Architecture Overview

The system is designed as a modular monorepo using uv workspaces, with Dagster orchestrating the data pipeline and MLflow tracking experiments.

Core Components

  • Environment & Modularity: uv workspace (Monorepo). Python 3.14. Individual components must be pip-installable with expressive type hints.
  • Data Processing: Polars. Chosen for extreme speed and its native join_asof functionality to guarantee no future-data leakage during feature engineering.
    • Centralized Data Preparation: All data entering ML models passes through a centralized preparation step to enforce strict data contracts, handle missing entities, and ensure consistency between training and inference.
  • Storage: Delta Lake on cloud object storage for the power data and forecasts. Upgraded from raw Parquet to provide ACID transactions, time-travel, and efficient partitioning (by year/month) for K-fold cross-validation. The weather data will use raw Parquet with well-defined naming conventions (we use raw Parquet for NWP data because Delta Lake doesn't support uint8).
  • Orchestration: Dagster. Manages the pipeline via Software-Defined Assets (SDAs). Partitioned by NWP init time, not substation, allowing models to train globally across all substations (if they want to). Dagster is responsible for detecting bad data.
  • Configuration Management: Hydra combined with pydantic-settings. Dagster passes string overrides (e.g., model=xgboost_global) to trigger Hydra's Config Groups, swapping massive architectural parameter trees. The resolved YAML is logged to MLflow.
  • Experiment Tracking: MLflow.
  • Visualisation: Altair for plotting, Marimo for interactive data exploration and web apps.

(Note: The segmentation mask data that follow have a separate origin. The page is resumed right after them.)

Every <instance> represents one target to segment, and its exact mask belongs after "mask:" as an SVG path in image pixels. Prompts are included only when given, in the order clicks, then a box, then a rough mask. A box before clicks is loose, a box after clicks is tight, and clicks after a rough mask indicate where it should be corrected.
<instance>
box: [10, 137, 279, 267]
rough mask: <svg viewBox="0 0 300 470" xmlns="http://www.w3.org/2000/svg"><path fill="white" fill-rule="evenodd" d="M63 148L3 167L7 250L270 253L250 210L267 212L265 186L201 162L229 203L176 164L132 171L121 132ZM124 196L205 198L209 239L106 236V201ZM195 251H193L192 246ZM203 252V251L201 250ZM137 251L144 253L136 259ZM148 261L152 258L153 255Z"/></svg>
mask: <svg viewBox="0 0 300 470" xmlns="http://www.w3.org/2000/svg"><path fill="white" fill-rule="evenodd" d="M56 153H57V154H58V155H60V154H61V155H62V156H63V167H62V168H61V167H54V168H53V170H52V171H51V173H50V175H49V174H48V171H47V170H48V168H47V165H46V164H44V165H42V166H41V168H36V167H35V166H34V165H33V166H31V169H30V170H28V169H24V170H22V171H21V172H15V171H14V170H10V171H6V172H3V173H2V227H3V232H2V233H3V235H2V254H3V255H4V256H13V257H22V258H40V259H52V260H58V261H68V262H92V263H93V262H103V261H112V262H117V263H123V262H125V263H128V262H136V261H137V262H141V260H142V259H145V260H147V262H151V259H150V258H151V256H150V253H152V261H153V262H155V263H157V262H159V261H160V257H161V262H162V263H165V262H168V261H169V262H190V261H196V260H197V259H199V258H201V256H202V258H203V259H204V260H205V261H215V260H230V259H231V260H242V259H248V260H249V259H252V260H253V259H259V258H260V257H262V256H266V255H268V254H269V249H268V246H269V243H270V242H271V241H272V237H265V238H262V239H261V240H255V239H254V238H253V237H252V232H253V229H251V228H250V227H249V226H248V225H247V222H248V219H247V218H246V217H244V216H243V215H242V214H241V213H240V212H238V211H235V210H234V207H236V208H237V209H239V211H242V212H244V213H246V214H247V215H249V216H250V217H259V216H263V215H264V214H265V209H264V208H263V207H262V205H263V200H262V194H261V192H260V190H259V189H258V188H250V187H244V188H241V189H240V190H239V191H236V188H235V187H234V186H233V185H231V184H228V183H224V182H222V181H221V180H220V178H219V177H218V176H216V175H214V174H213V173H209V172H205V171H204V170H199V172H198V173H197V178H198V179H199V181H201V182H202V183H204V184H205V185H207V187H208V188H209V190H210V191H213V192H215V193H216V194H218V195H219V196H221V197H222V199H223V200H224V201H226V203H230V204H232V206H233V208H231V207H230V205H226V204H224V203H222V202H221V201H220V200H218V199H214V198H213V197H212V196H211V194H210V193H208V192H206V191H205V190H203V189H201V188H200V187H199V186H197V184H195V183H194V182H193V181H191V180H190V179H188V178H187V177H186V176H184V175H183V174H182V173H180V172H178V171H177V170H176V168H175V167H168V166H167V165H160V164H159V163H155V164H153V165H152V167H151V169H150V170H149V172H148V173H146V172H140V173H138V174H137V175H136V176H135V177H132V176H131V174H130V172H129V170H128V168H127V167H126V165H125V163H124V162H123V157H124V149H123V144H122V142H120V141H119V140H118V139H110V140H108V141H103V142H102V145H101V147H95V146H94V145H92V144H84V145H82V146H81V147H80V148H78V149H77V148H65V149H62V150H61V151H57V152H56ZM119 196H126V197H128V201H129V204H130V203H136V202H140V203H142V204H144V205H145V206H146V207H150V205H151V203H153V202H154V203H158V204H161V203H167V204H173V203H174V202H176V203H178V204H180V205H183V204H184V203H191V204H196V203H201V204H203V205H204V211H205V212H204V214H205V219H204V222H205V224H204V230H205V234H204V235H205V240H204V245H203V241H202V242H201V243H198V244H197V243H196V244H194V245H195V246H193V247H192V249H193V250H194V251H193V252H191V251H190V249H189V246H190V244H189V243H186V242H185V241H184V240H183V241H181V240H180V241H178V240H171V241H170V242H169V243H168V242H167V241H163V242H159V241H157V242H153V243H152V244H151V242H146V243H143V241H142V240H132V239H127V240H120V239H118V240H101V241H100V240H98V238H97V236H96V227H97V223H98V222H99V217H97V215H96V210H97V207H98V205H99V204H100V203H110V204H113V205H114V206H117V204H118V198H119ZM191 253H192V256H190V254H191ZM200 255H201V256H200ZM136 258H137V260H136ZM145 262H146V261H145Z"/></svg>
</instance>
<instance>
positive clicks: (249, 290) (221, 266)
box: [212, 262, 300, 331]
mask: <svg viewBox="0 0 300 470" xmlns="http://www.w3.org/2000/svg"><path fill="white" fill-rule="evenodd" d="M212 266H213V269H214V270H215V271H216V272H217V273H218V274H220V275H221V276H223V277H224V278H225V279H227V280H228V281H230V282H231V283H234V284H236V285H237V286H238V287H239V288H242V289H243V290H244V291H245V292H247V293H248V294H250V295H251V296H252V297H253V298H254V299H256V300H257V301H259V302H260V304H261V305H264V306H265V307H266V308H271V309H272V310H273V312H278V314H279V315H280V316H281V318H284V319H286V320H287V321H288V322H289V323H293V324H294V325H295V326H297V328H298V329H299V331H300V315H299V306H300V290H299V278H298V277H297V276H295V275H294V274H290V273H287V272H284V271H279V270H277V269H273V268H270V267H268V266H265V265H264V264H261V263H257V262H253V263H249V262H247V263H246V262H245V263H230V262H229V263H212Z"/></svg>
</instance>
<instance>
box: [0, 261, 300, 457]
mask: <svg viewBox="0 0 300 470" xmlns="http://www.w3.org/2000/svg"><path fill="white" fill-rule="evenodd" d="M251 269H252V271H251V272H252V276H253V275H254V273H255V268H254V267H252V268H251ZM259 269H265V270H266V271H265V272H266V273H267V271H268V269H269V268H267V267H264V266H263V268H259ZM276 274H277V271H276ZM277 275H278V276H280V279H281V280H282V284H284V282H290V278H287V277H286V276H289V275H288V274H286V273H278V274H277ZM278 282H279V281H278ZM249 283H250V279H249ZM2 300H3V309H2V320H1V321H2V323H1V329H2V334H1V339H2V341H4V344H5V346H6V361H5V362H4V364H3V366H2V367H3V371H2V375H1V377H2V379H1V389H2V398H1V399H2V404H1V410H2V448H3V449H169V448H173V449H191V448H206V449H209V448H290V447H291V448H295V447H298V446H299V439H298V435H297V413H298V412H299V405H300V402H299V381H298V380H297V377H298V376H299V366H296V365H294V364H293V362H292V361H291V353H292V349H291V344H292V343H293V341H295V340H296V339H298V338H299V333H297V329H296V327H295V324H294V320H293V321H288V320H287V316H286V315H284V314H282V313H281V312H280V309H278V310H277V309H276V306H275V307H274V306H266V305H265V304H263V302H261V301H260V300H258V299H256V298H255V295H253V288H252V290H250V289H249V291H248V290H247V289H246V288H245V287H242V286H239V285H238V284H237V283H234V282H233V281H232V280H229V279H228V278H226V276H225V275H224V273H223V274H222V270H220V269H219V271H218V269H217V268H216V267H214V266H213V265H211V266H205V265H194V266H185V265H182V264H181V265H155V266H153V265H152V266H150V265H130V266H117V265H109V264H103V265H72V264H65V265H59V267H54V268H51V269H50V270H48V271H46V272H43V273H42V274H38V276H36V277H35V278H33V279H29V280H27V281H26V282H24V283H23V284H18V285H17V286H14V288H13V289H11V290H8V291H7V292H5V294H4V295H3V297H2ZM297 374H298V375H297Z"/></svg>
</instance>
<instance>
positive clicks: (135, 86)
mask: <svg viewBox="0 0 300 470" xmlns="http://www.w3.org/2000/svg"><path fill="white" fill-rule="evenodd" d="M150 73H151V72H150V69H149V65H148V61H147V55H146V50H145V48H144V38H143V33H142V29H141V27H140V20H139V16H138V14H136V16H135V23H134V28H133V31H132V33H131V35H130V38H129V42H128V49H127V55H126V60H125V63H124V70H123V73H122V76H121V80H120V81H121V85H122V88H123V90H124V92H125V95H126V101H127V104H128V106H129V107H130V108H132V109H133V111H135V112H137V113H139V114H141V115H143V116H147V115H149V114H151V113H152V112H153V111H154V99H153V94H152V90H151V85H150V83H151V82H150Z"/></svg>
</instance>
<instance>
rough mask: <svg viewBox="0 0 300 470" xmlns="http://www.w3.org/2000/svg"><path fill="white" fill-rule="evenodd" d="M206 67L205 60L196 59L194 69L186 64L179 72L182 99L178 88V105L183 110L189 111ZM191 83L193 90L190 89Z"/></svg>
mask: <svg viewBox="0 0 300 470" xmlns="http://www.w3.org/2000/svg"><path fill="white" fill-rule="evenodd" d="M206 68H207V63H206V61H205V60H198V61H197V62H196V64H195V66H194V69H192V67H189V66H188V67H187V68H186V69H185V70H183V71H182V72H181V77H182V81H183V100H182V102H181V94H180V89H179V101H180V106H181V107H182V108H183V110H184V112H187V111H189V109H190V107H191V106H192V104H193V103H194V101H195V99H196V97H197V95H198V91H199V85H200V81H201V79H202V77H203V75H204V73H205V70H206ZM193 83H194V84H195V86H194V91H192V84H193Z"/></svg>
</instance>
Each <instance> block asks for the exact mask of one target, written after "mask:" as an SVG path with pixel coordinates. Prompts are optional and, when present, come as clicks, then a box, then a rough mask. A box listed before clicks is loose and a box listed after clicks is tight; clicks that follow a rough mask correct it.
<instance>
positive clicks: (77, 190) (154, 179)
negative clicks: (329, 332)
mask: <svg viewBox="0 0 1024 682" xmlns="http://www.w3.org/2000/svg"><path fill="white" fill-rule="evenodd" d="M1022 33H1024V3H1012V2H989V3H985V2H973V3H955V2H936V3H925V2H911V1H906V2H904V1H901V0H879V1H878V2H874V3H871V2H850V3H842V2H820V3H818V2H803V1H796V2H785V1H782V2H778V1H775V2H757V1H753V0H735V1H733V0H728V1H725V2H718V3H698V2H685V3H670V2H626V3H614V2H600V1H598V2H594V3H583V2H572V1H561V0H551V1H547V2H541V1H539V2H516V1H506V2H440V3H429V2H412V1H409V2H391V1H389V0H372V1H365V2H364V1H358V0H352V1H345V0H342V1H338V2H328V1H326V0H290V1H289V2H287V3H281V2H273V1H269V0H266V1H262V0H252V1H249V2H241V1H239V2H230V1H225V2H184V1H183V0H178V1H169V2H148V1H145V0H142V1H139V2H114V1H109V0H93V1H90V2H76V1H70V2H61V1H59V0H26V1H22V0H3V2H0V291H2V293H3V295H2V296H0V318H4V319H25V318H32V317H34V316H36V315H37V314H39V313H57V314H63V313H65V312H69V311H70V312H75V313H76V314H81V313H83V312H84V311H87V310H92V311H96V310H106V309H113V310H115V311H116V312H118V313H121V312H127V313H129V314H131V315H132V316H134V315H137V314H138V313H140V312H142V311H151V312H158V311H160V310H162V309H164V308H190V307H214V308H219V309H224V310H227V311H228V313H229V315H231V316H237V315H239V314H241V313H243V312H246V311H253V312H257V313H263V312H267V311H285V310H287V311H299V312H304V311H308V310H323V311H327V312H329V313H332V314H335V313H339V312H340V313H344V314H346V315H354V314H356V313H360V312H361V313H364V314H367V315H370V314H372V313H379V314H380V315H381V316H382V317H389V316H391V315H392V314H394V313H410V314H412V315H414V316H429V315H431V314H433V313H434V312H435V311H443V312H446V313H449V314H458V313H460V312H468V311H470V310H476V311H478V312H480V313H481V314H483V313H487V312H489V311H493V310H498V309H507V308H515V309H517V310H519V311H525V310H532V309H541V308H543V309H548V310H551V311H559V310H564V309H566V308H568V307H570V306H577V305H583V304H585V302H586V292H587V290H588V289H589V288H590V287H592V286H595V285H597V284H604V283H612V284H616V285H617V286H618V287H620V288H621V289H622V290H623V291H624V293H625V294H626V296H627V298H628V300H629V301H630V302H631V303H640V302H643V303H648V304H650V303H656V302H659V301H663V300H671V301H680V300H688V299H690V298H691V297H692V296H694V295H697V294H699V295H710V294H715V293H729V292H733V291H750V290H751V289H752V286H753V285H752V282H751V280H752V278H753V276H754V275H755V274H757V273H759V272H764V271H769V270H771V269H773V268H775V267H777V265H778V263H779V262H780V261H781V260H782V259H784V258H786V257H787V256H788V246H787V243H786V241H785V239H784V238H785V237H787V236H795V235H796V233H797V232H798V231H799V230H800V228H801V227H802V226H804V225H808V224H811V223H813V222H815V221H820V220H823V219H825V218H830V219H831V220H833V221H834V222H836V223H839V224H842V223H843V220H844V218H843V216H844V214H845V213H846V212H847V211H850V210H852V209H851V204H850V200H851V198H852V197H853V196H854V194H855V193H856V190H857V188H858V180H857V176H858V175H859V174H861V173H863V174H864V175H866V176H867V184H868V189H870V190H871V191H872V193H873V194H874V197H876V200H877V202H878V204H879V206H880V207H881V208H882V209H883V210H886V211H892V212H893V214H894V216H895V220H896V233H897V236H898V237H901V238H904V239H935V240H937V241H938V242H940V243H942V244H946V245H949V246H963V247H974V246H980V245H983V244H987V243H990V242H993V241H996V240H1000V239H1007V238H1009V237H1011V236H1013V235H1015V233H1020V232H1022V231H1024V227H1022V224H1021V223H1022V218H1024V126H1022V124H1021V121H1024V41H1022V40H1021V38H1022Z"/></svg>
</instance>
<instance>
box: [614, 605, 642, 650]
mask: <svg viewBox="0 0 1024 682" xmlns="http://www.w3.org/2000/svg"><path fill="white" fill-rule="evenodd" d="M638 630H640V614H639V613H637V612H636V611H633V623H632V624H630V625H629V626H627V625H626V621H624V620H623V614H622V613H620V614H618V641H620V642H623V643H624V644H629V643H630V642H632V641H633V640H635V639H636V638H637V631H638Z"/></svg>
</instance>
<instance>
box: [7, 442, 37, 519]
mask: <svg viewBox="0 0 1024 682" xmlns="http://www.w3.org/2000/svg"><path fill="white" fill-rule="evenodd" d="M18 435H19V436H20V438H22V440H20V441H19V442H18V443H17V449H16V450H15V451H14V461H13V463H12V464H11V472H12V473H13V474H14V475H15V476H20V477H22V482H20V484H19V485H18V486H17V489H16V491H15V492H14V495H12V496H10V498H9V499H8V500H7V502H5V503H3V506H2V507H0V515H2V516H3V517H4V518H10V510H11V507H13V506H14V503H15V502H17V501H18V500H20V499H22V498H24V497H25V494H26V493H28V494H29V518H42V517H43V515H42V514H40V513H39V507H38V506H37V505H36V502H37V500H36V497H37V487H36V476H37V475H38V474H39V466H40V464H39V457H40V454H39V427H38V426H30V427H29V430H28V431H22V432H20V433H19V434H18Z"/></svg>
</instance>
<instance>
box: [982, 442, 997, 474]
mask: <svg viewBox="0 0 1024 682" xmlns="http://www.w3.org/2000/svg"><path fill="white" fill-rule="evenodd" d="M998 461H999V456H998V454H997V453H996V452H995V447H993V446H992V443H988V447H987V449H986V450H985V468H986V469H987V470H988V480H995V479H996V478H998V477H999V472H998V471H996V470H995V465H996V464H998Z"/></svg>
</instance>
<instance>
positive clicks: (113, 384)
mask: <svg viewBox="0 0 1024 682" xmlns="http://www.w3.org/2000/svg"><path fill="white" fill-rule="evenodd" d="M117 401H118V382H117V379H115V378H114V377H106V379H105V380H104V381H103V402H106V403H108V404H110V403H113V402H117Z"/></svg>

The Universal Model Interface

To decouple the Dagster data pipeline from the ML code, all models are saved using native MLflow flavors (e.g., mlflow.xgboost.log_model), which serialize the raw model object directly (see ADR-005).

The Adapter Pattern: The model wrapper encapsulates the model weights and all translation logic.

  • Input translation: Transforms the canonical Polars DataFrame into the required model shape.
  • Output translation: Converts native model outputs into the strict target quantile schema.